You know the ones – gargantuan chaps with their own postcode (or zip codes) in towelling shorts and loud shirts which once served as hot air balloons.
According to Dame Sally Davies, England’s chief medical officer, being overweight is now the norm in this country.
Two thirds of the adult population is carrying too much timber – how do they know? There’s no way they could have weighed everyone because if the rest of the population is anything like me they won’t have any batteries in their scales.
Nonetheless, there is cause for concern, and dogged Dame Sally spent the day putting the meat on the bones of her annual report, through media interviews. In one BBC interview I heard, she warned ominously that we were in danger of rivalling the US when it came to the Fat Front. Clearly Dame Sally knows one end of a stethoscope from another after years of training and even longer at the coal face, while I have watched Holby City, but I fear she is overplaying her hand.
There is one thing her trying to hammer home the point with use of pejorative language, but she overstepped the mark when she ventured into fairytale territory. Yes, there are plenty of porky Brits, but overeating in this country is mere child’s play compared to mealtimes across The Pond.
America is the Land of Extremes – a place where excess is encouraged. It is the place where, as a schoolboy, I was introduced to the all-you-can-eat buffet, an assault course for the clinically obese.

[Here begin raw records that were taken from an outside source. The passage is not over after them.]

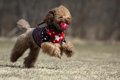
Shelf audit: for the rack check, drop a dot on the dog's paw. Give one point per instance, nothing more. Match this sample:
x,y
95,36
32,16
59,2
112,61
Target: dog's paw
x,y
51,49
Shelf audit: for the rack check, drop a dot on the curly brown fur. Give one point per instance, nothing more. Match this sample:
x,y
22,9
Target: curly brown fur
x,y
51,49
25,41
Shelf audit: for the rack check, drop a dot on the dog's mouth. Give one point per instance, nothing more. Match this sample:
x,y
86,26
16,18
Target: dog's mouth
x,y
63,26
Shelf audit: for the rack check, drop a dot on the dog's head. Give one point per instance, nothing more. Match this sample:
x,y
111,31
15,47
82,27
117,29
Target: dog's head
x,y
59,18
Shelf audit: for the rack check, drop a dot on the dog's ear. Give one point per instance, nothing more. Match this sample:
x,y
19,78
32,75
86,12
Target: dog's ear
x,y
50,16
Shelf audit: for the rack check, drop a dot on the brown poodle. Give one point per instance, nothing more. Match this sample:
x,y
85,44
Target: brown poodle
x,y
50,39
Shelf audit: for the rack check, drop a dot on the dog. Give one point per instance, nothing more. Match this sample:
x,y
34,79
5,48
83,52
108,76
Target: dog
x,y
50,38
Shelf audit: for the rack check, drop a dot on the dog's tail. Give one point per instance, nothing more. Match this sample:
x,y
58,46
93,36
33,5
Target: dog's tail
x,y
23,24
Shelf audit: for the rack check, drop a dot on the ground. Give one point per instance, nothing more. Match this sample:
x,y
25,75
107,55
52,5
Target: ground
x,y
90,62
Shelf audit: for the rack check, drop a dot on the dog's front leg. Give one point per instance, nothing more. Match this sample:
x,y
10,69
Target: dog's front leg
x,y
67,48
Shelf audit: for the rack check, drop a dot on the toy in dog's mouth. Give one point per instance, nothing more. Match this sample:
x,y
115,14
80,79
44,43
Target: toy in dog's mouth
x,y
63,26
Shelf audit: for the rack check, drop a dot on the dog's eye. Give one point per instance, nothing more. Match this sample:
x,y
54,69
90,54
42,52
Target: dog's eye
x,y
61,17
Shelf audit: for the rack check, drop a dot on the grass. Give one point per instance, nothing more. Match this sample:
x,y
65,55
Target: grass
x,y
90,62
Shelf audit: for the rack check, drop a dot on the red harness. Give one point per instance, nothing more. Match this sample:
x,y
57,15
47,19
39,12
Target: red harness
x,y
56,37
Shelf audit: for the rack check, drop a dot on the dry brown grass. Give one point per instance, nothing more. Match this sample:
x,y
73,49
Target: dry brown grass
x,y
90,62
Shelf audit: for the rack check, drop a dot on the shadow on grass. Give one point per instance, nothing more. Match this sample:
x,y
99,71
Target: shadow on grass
x,y
22,67
11,66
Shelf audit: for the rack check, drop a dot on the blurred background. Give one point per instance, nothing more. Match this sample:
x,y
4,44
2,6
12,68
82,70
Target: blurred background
x,y
94,20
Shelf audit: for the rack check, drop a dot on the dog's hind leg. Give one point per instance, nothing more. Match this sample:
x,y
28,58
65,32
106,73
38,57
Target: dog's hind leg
x,y
31,58
18,50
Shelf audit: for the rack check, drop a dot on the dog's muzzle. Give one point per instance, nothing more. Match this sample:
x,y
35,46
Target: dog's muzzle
x,y
63,26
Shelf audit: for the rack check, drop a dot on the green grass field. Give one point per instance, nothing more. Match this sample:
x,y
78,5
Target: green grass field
x,y
90,62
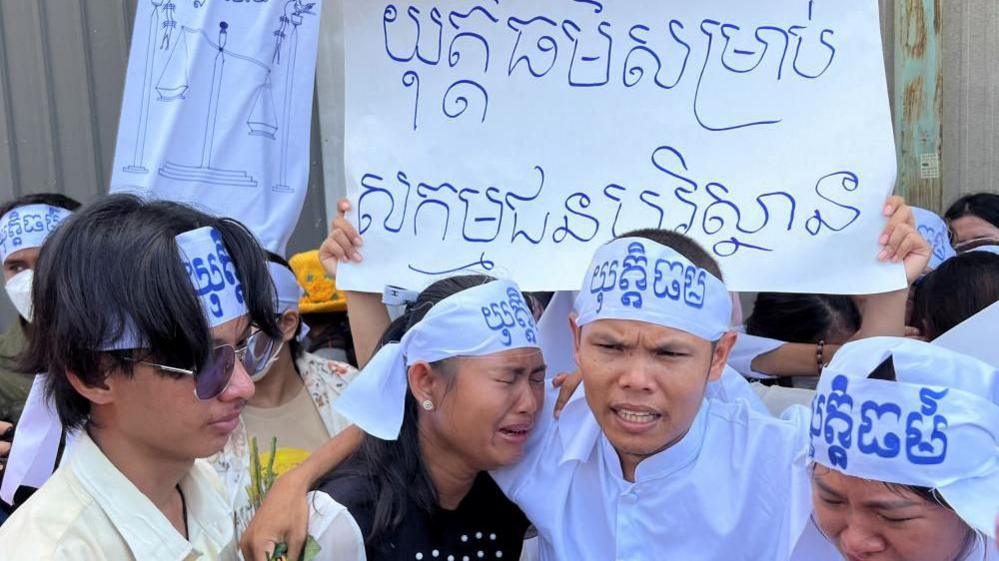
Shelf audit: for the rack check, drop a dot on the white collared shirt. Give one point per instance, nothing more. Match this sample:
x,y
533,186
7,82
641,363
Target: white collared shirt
x,y
88,510
726,492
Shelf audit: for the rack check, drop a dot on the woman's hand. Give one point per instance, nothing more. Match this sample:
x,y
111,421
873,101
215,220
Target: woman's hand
x,y
282,518
342,244
901,242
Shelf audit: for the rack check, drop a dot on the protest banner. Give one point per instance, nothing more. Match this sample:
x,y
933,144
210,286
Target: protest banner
x,y
217,108
512,137
975,336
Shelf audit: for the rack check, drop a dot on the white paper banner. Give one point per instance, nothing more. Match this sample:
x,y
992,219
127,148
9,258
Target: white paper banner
x,y
975,336
217,108
513,136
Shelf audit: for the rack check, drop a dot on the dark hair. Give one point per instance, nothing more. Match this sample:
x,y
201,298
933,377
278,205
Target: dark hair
x,y
683,245
394,469
51,199
802,318
982,205
959,288
294,346
886,372
114,266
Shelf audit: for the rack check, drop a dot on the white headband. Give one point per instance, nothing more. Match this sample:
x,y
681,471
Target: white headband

Sure, there are now such places in this country, but they are still few and far between and usually come in the form of Chinese, or Indian establishments. Elements of this super-sized culture have crept into life over here, but it will be a cold day in hell before you catch a Limey having a burrito for breakfast.
That’s not to say we should be complacent, yes, some folk are getting larger and junk food and changes in lifestyle have a lot to answer for, but every town now has at least one giant gym and 17 slimming clubs, compared to 20 years ago when the only place you could get fit was dog mess littered football pitches and a pot-holey municipal tennis court.
We try to emulate America in many ways but are not yet ready to be crowned heavyweight champions of the world.